In a pre-print study posted to Research Square* and currently under review at Scientific Reports, researchers classified and grouped severe acute respiratory syndrome coronavirus 2 (SARS-CoV-2) variants based on their cellular automata imaging (CAI) images and Hamming distances, to determine viral evolutions.
SARS-CoV-2 contains single-stranded ribonucleic acid (RNA) and four proteins - Envelope (E), Nucleocapsid (N), Matrix (M), and the Spike (S) proteins - in its molecular structure. Mutations in the viral S glycoproteins have led to the alarmingly rapid emergence of genetically modified variants with enhanced viral transmission, infectivity, and intracellular replication. Thus, the genetic evaluation of the S protein is pertinent for formulating improved vaccines and therapeutic drugs.

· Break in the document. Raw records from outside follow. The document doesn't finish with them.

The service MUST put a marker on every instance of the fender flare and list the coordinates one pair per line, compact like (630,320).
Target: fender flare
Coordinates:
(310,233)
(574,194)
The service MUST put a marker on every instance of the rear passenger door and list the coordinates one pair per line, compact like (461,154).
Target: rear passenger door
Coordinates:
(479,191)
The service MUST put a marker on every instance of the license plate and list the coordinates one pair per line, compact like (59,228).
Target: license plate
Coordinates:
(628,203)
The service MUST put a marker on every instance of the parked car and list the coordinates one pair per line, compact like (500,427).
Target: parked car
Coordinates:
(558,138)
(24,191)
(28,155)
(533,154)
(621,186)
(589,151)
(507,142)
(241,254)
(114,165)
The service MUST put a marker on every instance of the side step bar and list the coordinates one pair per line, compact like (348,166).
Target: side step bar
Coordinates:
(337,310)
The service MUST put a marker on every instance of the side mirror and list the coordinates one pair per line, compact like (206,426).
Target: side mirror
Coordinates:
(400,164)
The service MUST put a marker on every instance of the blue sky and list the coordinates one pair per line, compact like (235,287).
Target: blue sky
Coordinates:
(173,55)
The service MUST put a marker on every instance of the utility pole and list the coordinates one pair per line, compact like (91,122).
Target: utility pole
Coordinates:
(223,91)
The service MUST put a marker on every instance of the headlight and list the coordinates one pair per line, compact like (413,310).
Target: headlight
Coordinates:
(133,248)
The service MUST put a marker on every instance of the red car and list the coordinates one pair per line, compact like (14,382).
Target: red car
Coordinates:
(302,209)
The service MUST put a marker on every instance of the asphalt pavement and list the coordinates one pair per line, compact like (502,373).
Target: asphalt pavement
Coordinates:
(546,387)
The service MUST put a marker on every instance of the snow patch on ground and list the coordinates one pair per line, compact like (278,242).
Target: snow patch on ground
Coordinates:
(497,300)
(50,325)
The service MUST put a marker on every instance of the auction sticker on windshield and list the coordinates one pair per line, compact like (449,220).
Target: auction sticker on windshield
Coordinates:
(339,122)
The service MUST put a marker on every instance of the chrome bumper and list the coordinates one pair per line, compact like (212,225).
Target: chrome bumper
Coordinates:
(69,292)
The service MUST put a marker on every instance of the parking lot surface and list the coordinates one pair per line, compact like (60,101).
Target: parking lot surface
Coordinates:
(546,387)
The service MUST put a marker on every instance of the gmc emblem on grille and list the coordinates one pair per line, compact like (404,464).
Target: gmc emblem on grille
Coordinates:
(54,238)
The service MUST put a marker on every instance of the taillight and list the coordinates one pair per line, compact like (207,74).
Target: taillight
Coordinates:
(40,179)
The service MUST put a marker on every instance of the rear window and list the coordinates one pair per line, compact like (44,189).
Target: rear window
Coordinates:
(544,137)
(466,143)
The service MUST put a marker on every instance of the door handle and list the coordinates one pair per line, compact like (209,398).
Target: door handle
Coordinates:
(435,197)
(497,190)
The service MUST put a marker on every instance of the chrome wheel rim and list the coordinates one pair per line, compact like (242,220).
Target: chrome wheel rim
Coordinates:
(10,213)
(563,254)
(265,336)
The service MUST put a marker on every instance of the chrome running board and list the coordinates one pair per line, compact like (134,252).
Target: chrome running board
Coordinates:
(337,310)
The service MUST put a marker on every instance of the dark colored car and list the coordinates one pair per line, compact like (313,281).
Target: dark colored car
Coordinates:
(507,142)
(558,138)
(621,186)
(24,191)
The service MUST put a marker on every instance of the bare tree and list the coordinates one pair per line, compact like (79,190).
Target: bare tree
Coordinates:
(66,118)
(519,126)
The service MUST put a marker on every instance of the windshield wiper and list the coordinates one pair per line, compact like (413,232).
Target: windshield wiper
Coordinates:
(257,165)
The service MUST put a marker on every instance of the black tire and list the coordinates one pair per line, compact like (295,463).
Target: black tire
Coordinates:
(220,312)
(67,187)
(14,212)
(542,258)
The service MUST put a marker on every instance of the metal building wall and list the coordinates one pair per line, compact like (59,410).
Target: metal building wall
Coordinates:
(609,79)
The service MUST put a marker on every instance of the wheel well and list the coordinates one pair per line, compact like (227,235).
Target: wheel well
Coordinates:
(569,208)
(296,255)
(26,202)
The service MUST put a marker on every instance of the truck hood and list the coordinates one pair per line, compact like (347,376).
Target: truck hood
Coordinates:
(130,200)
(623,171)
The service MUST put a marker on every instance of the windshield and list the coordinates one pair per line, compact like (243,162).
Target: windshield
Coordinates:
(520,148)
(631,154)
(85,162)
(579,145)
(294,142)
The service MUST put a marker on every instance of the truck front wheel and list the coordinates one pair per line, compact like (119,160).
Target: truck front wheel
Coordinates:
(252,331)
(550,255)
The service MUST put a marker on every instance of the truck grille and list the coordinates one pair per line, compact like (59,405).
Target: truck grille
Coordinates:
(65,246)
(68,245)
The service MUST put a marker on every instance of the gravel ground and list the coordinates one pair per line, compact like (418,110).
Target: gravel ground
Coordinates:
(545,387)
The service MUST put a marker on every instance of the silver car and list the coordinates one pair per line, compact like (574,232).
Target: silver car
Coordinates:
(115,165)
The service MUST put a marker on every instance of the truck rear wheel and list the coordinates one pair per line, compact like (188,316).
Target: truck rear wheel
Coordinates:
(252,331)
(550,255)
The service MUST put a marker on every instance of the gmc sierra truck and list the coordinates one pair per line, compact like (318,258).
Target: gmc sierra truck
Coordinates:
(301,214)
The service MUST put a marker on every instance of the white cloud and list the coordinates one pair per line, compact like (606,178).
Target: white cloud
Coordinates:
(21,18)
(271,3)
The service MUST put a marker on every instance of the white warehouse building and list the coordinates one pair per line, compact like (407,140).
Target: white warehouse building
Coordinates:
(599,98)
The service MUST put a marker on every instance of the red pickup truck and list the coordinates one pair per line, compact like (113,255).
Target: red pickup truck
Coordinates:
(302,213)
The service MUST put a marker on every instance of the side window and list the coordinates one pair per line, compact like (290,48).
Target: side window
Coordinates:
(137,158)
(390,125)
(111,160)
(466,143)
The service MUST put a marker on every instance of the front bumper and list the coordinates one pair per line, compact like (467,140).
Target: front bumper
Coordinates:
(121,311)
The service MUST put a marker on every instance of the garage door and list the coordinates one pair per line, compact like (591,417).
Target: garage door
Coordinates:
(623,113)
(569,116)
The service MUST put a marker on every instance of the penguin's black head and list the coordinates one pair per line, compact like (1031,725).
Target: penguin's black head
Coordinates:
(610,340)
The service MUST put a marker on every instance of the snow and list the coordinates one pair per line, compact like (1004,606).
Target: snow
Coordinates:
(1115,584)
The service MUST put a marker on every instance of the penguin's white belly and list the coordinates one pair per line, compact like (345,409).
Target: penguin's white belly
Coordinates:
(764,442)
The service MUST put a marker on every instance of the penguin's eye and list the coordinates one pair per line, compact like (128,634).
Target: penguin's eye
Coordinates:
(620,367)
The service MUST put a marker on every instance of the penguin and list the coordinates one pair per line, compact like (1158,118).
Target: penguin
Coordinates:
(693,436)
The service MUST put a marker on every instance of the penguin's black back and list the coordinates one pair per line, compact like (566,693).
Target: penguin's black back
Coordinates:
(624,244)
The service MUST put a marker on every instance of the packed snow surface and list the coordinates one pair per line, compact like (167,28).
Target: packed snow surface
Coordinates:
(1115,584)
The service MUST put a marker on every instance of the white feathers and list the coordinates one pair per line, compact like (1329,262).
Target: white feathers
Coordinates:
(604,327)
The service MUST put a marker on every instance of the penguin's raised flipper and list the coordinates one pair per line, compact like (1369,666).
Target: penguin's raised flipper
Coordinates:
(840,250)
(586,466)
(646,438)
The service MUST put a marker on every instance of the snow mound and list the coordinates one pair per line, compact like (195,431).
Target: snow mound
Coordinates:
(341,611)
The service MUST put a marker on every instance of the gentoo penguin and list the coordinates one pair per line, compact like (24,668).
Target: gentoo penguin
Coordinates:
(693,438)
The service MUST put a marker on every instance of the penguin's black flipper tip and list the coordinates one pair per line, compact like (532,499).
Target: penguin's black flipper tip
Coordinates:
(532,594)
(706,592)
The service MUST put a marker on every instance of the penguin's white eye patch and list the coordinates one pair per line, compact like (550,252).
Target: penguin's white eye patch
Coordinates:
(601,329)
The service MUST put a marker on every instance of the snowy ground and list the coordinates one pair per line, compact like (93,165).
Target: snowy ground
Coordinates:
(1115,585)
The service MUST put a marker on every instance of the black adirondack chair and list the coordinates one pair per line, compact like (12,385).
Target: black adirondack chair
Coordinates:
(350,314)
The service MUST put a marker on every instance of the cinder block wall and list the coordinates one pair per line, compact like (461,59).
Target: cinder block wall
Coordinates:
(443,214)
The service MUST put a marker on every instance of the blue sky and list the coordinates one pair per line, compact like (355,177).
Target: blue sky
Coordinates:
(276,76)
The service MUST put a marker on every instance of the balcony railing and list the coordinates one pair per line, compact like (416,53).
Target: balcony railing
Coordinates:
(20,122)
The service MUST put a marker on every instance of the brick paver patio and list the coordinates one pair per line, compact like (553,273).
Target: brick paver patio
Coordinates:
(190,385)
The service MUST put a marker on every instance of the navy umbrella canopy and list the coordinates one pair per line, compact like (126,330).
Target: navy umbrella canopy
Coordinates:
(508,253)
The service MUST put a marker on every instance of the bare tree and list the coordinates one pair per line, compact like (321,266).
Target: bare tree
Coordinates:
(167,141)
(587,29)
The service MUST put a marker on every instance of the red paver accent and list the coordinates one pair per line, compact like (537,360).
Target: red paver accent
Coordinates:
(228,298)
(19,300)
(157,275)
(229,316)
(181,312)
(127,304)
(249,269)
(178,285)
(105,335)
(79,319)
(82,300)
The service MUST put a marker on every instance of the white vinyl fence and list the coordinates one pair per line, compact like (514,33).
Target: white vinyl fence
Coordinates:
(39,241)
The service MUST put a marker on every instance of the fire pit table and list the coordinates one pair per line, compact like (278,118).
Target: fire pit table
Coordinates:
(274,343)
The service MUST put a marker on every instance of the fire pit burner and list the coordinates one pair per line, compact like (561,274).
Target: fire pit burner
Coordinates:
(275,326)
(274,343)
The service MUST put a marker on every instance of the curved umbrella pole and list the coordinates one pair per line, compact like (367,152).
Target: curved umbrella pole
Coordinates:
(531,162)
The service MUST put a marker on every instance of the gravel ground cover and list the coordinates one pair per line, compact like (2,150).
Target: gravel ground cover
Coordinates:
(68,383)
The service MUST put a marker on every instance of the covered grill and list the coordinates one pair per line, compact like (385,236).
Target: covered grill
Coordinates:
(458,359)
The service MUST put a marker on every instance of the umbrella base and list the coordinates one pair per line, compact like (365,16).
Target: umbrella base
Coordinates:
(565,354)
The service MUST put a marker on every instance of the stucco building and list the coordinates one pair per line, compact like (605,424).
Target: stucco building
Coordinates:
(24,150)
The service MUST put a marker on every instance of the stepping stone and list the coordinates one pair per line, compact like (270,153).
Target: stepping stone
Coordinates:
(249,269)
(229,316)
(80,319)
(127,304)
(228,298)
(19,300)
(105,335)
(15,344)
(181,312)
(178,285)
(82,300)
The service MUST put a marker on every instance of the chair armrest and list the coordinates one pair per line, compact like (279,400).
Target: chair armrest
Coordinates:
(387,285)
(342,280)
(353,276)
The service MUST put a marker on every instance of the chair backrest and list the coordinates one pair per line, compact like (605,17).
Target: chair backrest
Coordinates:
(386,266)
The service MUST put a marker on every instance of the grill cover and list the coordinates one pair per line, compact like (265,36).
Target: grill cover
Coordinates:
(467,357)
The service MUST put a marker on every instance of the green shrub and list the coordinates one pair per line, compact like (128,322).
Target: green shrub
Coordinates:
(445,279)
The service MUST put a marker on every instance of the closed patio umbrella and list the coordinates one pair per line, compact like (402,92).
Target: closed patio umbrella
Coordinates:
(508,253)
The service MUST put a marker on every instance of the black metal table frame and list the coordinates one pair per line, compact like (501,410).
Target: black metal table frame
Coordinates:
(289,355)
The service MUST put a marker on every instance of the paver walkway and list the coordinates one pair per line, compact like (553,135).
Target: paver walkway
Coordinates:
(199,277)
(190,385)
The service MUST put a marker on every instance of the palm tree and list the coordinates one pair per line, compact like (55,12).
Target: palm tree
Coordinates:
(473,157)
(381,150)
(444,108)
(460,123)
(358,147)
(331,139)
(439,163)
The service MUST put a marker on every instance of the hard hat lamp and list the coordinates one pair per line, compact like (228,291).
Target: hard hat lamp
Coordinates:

Although previous studies have investigated the S protein structure, the methods used such as similarity analysis, alignment methods, and image processing was very complicated. Hence the authors of this study used CAI, a simpler, economic and effective technique using discrete digital codes and easily comprehensible evolutionary rules to assess complicated protein structures.
About the study
In the present study, the authors assessed the viral S glycoprotein of SARS-CoV-2 variants of concern (VoCs) - the initial Wuhan strain and its mutated variants: Alpha, Beta, Gamma, Delta, Omicron, P2, and B.1.1.28 - using a combinational approach of CAI images of the S protein sequences along with the Hamming distances (DH) metric to evaluate variant similarity and differences and to determine viral evolutions. This method enabled the classification and clustering together of protein sequences with similar ancestry and location and differentiating them from other proteins present in genetic databases such as UniProt and GenBank.
CAI is composed of four components: the neighboring cells, a grid, local transition evolutionary rule, and states as one or zero. The evolutionary rules involve the evaluation of the neighboring cells since these cells contain amino acids (aa) that affect protein function and folding. To genetically encode 1,273 aa sequences of the S protein, digital coding inclusive of five- and eight-digit codes for each constitutive aa and codes reflective of physicochemical properties based on complementarity, similarity, information theory, and molecular recognition theory were used.
In this study, the genetic coding of the variant sequences was based on each aa hydrophobicity, matched with the codes of the entire protein containing 6,365 cells, with eight states of neighboring cells, and the set of states as one or zero to create a one-dimensional CAI image. Using CAI, 25,635 evolutions were possible. Wolfram’s rule was used for classifying the VoCs and differentiating them from other viral sequences.
Results and discussion
The S protein of the SARS-CoV family demonstrated a characteristic V-shaped pattern in all CAI images with differences in the image of each variant based on the type and number of genetic mutations. These visual differences in the CAI images denoted the evolution of each mutated variant. The CAI images were further classified as Wolfram Class IV exhibiting a behavior between periodical (Class II) and chaotic (Class III) types.
The Omicron variant had the highest number of mutations, indicated by the highest DH values, with 33 aa substitutions in its viral S glycoprotein and the presence of NF01Y mutation. These numerous modifications were responsible for increased viral transmission and decreased viral effectiveness. The Delta variant carrying the P681R mutation was most closely located from the Wuhan strain with the least number of mutations, as indicated by the smallest DH values.
The present study suggests that the genetically modified SARS-CoV-2 variants with similar mutations and ancestors can be grouped together based on the DH from the initial Wuhan strain calculated on the CAI images to develop phylogenetic and evolutionary relationships between the SARS-CoV-2 variants.
The study findings also highlight the genetic deviation of the most mutated Omicron variant with the highest molecular degeneracy and genetic variability due to aa substitutions at site 501, compared to the other VoCs. According to the present study, the rapid convergence of aa could lead to the concomitant emergence of the Alpha, Beta, and Gamma genetic variants in three different continents simultaneously.
The team of researchers also pointed out that mutations in the protein sequences of SARS-CoV-2 variants lead to genetic degeneracy and structural variability. Higher degeneracy has been associated with increased viral transmission and contributed to the rapid spread of the COVID-19 pandemic across the globe.
Research square publishes preliminary scientific reports that are not peer-reviewed and, therefore, should not be regarded as conclusive, guide clinical practice/health-related behavior, or treated as established information.